Jeff King <peff@xxxxxxxx> · Wed, 17 Nov 2021 11:46:50 -0500

On Wed, Nov 17, 2021 at 10:55:02AM -0500, Derrick Stolee wrote:

> > diff --git a/xdiff/xhistogram.c b/xdiff/xhistogram.c
> > index e694bfd9e31..6c1c88a69a1 100644
> > --- a/xdiff/xhistogram.c
> > +++ b/xdiff/xhistogram.c
> > @@ -91,9 +91,8 @@ struct region {
> >  static int cmp_recs(xpparam_t const *xpp,
> >  	xrecord_t *r1, xrecord_t *r2)
> >  {
> > -	return r1->ha == r2->ha &&
> > -		xdl_recmatch(r1->ptr, r1->size, r2->ptr, r2->size,
> > -			    xpp->flags);
> > +	return r1->ha == r2->ha;
> > +
> 
> nit: stray newline.
> 
> The only meaningful change here is that you are relying entirely on
> the hash and not checking the content again. This means that hash
> collisions on this 32-bit hash could start introducing different
> results. Are we worried about that?

I had the same thought. But running "git log --histogram -p" on git.git
does not seem to produce any differences between the two. So perhaps
collisions are removed elsewhere. It would be nice to have a better
understanding of this before proceeding with this change.

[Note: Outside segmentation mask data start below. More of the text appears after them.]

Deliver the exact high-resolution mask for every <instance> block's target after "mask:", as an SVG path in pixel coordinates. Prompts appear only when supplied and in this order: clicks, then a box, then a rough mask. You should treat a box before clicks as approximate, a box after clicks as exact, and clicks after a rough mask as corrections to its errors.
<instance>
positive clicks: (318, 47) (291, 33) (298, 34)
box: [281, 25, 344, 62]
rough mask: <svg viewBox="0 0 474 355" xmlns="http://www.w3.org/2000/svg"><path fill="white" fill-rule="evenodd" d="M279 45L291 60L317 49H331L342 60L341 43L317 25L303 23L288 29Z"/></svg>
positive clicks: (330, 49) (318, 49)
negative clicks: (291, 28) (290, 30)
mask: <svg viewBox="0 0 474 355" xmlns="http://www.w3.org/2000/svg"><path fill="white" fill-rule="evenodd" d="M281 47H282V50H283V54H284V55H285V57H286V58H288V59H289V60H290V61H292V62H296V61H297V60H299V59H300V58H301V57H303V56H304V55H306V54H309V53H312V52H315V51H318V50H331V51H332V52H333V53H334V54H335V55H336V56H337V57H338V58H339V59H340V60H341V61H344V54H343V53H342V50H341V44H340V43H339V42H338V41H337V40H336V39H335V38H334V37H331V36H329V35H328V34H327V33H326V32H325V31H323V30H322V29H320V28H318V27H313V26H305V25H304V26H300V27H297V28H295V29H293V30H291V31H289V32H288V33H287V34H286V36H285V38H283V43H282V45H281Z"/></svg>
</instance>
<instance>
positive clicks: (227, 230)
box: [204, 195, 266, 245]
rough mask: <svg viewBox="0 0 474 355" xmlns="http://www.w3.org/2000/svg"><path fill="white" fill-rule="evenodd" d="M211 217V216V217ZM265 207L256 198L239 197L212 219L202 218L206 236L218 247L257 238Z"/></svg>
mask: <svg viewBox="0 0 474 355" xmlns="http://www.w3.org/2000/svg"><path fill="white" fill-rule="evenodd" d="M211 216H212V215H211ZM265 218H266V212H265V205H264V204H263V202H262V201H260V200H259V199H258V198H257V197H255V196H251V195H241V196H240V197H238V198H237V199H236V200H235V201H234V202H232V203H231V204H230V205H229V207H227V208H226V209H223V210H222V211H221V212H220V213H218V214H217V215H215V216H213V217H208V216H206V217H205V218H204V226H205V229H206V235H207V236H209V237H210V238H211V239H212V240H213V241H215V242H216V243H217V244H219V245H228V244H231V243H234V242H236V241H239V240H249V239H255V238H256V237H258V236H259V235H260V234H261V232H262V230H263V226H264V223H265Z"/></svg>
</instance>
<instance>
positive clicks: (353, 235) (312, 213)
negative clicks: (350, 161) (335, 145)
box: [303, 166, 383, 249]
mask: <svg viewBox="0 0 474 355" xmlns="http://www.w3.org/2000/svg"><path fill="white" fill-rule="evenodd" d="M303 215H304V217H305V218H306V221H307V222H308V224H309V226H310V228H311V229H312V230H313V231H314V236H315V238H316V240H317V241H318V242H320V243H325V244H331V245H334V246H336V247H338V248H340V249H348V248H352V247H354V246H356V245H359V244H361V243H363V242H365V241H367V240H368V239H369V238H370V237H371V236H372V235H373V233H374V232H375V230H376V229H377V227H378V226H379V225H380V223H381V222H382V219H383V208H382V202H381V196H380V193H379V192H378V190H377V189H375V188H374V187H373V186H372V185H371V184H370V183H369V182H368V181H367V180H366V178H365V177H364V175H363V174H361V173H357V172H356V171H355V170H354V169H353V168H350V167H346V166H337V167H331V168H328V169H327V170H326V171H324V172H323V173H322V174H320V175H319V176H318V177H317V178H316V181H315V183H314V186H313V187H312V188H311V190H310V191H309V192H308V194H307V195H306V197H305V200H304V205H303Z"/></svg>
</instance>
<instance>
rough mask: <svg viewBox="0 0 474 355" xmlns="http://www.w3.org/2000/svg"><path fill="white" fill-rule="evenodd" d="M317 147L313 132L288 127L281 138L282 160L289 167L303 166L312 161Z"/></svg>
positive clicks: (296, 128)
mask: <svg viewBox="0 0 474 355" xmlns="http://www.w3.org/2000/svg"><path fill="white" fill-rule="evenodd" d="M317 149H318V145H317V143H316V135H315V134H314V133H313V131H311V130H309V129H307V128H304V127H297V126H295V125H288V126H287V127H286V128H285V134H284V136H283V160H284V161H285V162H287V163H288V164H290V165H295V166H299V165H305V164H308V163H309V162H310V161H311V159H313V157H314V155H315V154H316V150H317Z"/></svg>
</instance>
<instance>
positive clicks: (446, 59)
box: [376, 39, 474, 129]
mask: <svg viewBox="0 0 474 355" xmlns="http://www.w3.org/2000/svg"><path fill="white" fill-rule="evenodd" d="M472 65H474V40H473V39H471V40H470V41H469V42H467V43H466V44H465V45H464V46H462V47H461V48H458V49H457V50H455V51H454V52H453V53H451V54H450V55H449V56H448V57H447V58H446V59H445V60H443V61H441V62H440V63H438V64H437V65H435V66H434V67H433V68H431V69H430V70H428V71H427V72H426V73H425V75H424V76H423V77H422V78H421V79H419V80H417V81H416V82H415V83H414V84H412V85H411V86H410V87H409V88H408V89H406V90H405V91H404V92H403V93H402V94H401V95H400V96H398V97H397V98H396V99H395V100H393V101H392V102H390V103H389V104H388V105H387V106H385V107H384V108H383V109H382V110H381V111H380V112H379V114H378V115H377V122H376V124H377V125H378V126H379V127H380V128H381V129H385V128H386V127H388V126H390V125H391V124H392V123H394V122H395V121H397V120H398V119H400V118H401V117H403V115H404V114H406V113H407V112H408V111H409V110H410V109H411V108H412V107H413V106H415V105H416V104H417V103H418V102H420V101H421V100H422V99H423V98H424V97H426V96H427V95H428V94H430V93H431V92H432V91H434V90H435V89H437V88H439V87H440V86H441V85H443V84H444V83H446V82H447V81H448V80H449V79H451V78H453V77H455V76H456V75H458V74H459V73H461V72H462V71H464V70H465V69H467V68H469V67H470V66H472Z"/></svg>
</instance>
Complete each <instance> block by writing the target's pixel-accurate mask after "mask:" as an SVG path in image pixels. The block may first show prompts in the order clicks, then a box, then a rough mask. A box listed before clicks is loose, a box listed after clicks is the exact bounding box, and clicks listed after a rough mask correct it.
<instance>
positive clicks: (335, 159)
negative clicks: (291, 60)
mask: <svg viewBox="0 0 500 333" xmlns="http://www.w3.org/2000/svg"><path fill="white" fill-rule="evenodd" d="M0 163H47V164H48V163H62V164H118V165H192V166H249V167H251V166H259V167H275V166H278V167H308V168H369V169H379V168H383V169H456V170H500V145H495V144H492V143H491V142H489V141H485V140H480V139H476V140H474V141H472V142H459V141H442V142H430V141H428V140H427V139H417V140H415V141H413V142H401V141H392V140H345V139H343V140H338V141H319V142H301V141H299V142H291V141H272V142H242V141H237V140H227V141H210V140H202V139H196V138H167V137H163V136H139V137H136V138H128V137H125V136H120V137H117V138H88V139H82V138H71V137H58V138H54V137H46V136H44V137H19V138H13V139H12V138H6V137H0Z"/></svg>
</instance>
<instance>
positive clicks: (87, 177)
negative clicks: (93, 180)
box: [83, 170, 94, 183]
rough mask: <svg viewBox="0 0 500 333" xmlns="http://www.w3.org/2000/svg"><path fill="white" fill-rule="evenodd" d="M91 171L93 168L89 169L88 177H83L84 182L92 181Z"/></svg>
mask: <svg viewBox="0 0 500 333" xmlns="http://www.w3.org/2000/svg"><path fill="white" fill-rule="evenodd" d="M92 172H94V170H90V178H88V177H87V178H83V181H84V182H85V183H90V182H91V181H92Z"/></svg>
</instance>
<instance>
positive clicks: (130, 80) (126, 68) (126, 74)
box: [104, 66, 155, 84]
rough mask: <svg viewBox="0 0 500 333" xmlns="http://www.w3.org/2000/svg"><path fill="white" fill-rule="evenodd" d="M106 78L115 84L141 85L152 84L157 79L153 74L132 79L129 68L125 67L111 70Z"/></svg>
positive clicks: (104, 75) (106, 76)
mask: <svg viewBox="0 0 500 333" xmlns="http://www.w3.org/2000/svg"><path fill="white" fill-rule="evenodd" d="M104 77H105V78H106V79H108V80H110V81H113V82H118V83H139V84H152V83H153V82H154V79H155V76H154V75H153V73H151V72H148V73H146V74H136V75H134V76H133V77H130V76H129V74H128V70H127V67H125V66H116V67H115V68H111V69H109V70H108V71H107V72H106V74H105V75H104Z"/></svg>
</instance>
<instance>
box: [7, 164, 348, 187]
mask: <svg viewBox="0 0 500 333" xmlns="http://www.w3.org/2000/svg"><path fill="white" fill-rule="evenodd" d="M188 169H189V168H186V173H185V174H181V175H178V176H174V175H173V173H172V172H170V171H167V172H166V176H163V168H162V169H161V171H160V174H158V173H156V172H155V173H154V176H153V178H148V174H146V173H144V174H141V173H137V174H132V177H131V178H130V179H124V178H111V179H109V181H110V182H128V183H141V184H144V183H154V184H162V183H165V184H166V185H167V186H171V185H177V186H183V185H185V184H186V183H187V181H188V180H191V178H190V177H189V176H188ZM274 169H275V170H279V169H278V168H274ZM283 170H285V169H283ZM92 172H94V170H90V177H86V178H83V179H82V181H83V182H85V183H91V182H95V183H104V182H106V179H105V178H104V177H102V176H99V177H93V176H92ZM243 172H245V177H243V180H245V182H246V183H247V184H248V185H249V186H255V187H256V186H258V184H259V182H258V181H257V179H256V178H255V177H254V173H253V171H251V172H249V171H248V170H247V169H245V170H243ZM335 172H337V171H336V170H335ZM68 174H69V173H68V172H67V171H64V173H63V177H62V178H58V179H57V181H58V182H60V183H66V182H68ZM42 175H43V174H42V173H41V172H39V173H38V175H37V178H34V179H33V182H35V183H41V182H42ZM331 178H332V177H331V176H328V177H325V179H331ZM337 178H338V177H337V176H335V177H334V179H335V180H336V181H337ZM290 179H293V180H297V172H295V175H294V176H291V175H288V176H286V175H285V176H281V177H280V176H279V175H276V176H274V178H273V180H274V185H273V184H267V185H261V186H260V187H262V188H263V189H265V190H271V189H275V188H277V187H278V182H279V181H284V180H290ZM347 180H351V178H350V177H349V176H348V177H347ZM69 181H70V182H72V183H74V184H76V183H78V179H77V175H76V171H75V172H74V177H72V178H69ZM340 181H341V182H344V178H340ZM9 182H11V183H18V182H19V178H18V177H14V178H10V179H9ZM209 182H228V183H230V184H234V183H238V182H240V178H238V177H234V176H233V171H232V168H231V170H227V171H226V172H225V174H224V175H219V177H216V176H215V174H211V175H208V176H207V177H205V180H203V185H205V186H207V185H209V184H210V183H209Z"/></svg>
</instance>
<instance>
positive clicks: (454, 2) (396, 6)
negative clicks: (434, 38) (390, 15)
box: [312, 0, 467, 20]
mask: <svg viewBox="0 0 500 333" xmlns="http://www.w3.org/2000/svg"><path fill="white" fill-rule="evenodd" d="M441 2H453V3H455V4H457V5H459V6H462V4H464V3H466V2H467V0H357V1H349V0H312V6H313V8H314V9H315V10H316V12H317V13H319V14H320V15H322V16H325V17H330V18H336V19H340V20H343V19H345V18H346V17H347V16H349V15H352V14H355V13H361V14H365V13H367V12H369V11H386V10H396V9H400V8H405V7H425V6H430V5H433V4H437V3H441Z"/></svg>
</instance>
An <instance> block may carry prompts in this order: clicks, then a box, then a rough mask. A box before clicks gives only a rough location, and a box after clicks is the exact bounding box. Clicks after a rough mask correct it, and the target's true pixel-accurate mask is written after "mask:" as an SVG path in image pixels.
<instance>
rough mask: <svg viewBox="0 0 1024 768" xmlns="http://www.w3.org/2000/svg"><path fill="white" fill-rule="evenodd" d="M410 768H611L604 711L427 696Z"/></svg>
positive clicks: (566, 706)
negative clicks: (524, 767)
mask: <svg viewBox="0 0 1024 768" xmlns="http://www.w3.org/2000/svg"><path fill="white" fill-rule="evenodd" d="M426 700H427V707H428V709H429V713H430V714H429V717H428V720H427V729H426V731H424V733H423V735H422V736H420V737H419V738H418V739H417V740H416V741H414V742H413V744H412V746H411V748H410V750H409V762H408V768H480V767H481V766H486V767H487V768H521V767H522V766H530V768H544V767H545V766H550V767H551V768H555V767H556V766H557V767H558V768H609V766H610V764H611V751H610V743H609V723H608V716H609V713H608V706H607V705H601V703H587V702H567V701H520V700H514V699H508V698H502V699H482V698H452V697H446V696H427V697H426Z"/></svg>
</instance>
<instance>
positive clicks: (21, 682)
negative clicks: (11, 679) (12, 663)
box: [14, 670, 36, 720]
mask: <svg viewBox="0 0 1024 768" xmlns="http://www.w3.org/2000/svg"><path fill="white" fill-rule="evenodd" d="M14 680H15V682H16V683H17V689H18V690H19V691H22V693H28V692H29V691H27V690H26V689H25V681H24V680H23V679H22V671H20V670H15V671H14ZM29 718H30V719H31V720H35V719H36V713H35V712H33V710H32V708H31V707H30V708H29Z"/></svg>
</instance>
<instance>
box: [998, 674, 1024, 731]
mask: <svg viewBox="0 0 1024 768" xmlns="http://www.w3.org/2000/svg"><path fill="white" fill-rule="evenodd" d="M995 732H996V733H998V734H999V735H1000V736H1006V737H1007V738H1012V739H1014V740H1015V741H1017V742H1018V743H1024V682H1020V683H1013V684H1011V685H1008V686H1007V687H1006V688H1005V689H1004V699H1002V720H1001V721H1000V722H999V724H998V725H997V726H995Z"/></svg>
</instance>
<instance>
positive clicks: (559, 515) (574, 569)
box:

Curiously, I got a much smaller improvement in my test, which did:

  git log --no-merges -p --histogram :^po

My assumption being that "po/" diffs are big and uninteresting and so
bloat the output. But that turned out to be interesting timing-wise.
Excluding "po/" means that patch produces only a 0.6% improvement in
speed. But _just_ running the diffs for po shows a 24% speedup!

I guess this is just because those files are much larger than average
(and changed in fewer commits), meaning that the time spent hashing and
comparing lines will show up as a larger percentage of the total work.

But I wondered...

> The existence of these conditions gave me pause, so I went to look for where they
> were inserted. They were made in 9f37c27 (xdiff/xprepare: skip classification,
> 2011-07-12) with the justification that 
> 
>     We don't need any of that in histogram diff, so we omit calls to these
>     functions. We also skip allocating memory to the hash table, rhash, as
>     it is no longer used.
> 
>     This gives us a small boost in performance.
> 
> But you are actually _using_ these preparation steps, which means you are
> re-adding the cost of hashing but overall improving because you use the
> data correctly. Excellent.

Are we making a tradeoff here based on the data patterns? That is, it
seems like we are spending extra time upfront to do classification in
order to get quicker comparisons later. Presumably the upfront work is
O(n) in the length of the file. How many comparisons do we expect to
save?  Is it also linear in the number of lines, or could it be
super- or sub-linear depending on the actual diff?

-Peff